**Neural Network Classifier with Keras**

Using the multi-label classifier dataset from earlier exercises (categorized-comments.jsonl in the reddit folder), fit a neural network classifier using Keras. Use the code found in chapter 12 of the Applied Text Analysis with Python book as a guideline.

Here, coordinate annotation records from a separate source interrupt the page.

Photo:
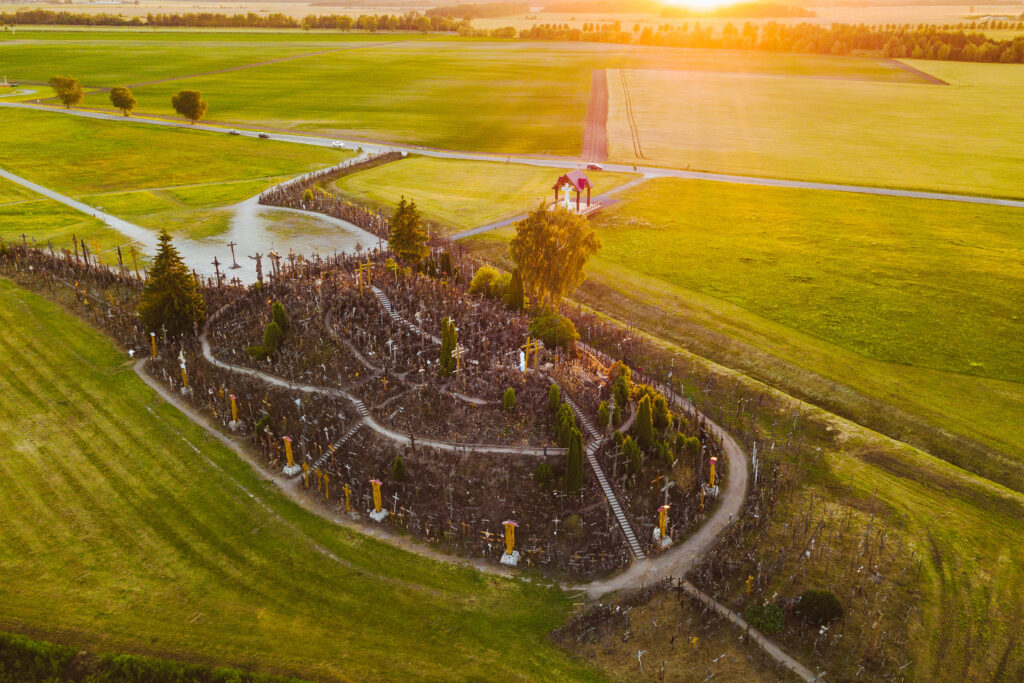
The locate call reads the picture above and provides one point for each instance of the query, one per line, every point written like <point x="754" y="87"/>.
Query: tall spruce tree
<point x="408" y="237"/>
<point x="450" y="339"/>
<point x="171" y="298"/>
<point x="645" y="425"/>
<point x="517" y="298"/>
<point x="573" y="463"/>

Report the accuracy, precision, recall, F1-score, and confusion matrix.

In [26]:
import pandas as pd, numpy as np, json, re, pickle, keras

from nltk.corpus import stopwords
from nltk.tokenize import word_tokenize
from sklearn.feature_extraction.text import CountVectorizer, TfidfVectorizer
from keras.preprocessing.text import Tokenizer
from sklearn.model_selection import train_test_split
from sklearn.metrics import accuracy_score, confusion_matrix, roc_auc_score, auc, precision_recall_fscore_support
from sklearn.metrics import classification_report
from keras.models import Sequential
from keras.layers import Dense

In [62]:
# set the features and classes

N_FEATURES = 5000
N_CLASSES = 5
N_UNITS = 2500

In [3]:
def read_data(file):
    """
    Take a json file location and
    read the file into a pandas data frame
    Args: full path to file
    Returns: pandas dataframe with data from file
    """
    
    data = []

    with open(file) as f:
        for line in f:
            data.append(json.loads(line))
        
    # convert to data frame
    
    return pd.DataFrame(data)

In [29]:
# read category data

cat_df = read_data('data/reddit/categorized-comments.jsonl')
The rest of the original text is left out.